Menurut ahli kesehatan lingkungan, dr. Dicky Budiman, M.Sc.PH., Ph.D., dampak dari keberadaan ikan sapu-sapu juga melibatkan potensi degradasi fisik sungai akibat kebiasaan ikan ini membuat lubang di tebing sungai. Hal ini dapat meningkatkan risiko erosi tebing, peningkatan sedimentasi dan kekeruhan air, yang akhirnya menurunkan kualitas habitat ikan lainnya. Selain itu, keberadaan banyak populasi ikan sapu-sapu juga menjadi indikator kuat perairan tercemar.

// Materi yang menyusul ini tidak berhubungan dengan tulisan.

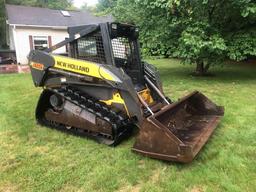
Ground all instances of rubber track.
[40,87,133,146]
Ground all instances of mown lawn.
[0,59,256,192]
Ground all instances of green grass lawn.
[0,59,256,192]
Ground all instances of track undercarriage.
[36,87,132,146]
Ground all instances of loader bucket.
[132,91,224,163]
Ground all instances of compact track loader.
[29,23,224,162]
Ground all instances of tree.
[98,0,256,75]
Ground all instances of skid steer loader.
[28,22,224,162]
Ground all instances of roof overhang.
[6,20,68,30]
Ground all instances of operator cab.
[68,23,143,85]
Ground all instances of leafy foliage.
[98,0,256,73]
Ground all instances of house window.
[33,36,49,50]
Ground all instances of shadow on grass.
[159,64,256,83]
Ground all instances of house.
[6,4,112,64]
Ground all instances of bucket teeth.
[133,91,224,163]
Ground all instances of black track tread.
[40,87,133,146]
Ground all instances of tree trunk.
[195,61,210,76]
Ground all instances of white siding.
[10,27,68,64]
[7,25,15,50]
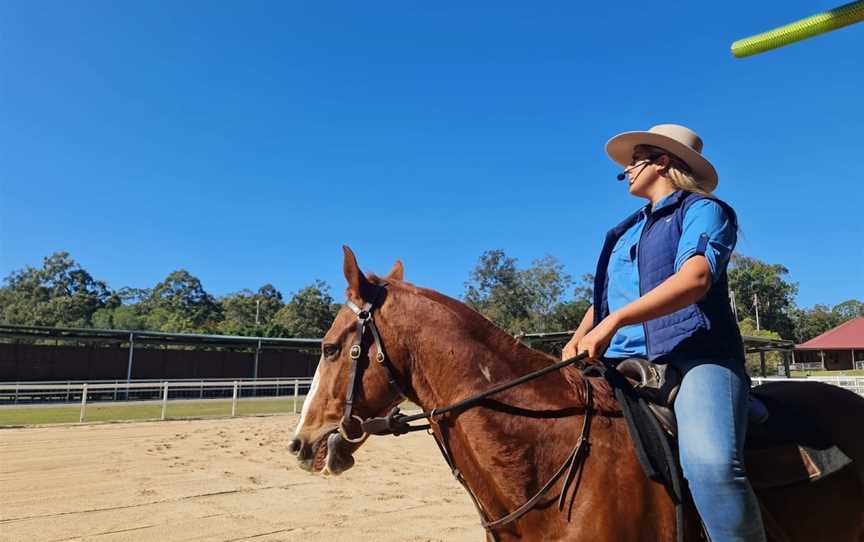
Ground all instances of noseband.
[338,283,406,444]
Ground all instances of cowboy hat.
[606,124,718,192]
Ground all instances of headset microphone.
[617,160,651,181]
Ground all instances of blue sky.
[0,0,864,306]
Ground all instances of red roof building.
[792,317,864,371]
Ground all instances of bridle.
[338,283,407,444]
[337,283,593,539]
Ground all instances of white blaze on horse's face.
[294,356,324,437]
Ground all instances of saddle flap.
[744,444,852,489]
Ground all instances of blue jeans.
[675,363,765,542]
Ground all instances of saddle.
[585,358,852,541]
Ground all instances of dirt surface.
[0,415,484,542]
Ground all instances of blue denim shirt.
[605,192,737,358]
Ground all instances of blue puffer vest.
[594,191,744,365]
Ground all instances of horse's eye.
[321,344,339,358]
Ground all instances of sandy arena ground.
[0,415,483,542]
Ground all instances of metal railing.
[752,376,864,396]
[0,378,312,422]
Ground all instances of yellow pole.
[732,0,864,58]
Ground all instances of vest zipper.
[636,213,654,360]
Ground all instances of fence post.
[231,380,237,418]
[162,382,168,420]
[78,382,87,423]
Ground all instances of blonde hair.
[634,145,714,198]
[666,169,713,197]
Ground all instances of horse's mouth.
[300,429,357,475]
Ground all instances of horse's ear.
[342,245,369,299]
[385,260,405,280]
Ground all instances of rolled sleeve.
[675,199,738,281]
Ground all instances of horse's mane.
[367,274,621,414]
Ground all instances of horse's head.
[289,247,404,474]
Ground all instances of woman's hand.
[561,329,585,361]
[568,313,621,362]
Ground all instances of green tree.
[544,273,594,334]
[268,280,339,338]
[0,252,120,327]
[465,250,587,334]
[831,299,864,325]
[219,284,285,335]
[729,253,798,337]
[139,269,222,332]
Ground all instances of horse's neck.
[404,300,581,515]
[412,302,574,409]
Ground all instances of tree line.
[0,250,864,343]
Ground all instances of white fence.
[0,378,312,422]
[752,376,864,396]
[778,361,825,371]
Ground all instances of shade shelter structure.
[793,316,864,371]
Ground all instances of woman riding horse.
[563,124,765,542]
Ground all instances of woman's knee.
[681,457,747,486]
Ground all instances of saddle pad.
[744,444,852,489]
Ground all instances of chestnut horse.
[289,247,864,542]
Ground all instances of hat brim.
[606,132,719,192]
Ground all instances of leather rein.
[337,283,593,538]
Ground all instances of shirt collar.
[642,190,681,218]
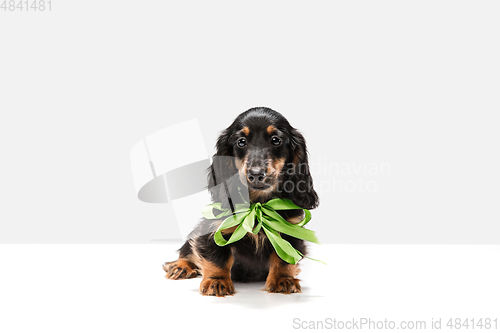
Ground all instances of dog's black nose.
[247,168,266,184]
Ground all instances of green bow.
[203,199,322,265]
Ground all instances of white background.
[0,0,500,332]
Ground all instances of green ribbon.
[203,199,324,265]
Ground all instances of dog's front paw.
[200,278,234,297]
[264,276,302,294]
[163,259,198,280]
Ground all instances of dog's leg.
[163,241,199,280]
[264,251,301,294]
[194,235,234,297]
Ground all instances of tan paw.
[200,278,234,297]
[264,276,302,294]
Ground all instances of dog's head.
[209,107,318,209]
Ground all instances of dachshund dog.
[163,107,319,297]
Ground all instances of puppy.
[163,107,319,297]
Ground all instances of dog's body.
[163,108,318,296]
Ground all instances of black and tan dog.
[163,107,319,296]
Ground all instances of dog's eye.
[236,138,247,148]
[271,136,281,146]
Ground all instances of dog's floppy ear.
[207,128,239,208]
[289,128,319,209]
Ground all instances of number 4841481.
[0,0,52,12]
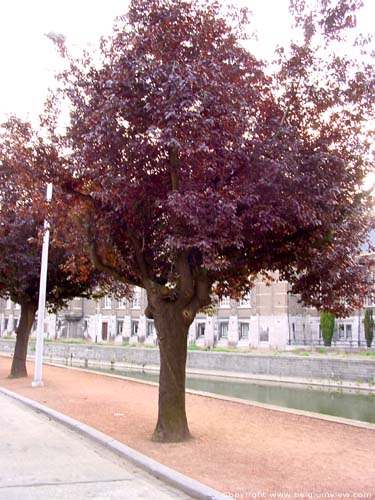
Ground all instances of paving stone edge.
[0,387,233,500]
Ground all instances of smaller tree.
[0,117,123,378]
[320,311,335,347]
[363,309,374,347]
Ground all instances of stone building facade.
[0,274,373,349]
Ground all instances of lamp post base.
[31,380,44,387]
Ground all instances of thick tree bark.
[153,302,190,442]
[9,303,37,378]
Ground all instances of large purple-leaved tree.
[46,0,374,441]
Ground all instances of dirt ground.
[0,357,375,499]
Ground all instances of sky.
[0,0,375,121]
[0,0,375,191]
[0,0,298,121]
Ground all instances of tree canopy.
[0,117,119,377]
[18,0,375,440]
[41,0,374,314]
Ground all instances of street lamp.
[31,183,52,387]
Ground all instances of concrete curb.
[0,387,233,500]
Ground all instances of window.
[132,320,139,337]
[219,297,230,307]
[146,319,155,337]
[219,321,229,339]
[132,286,141,309]
[345,325,352,340]
[259,328,269,342]
[118,298,126,309]
[338,324,345,339]
[197,322,206,338]
[337,323,353,340]
[240,293,251,307]
[238,321,250,340]
[117,319,124,335]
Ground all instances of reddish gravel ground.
[0,357,375,499]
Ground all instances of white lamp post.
[32,183,52,387]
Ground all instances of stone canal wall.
[0,339,375,387]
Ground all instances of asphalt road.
[0,394,191,500]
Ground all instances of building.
[0,273,375,349]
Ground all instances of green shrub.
[363,309,374,347]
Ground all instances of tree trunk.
[9,303,37,378]
[153,303,190,443]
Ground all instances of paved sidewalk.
[0,394,191,500]
[0,357,375,500]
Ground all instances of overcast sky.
[0,0,375,126]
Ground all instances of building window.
[118,298,126,309]
[132,320,139,337]
[117,319,124,335]
[345,325,353,340]
[219,297,230,308]
[338,324,345,339]
[146,319,155,337]
[337,323,353,340]
[238,321,250,340]
[259,328,269,342]
[132,286,141,309]
[197,322,206,339]
[219,321,229,339]
[240,293,251,307]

Epidemiologi lingkungan juga menyoroti bahwa ikan sapu-sapu memiliki kemampuan mengakumulasi logam berat dan menyerap polutan organik, yang dapat menjadi ancaman serius terhadap kesehatan manusia. Oleh karena itu, pemantauan dan langkah-langkah pengendalian terhadap populasi ikan sapu-sapu sangat penting untuk menjaga keseimbangan ekosistem dan mencegah dampak negatifnya terhadap lingkungan dan kesehatan manusia.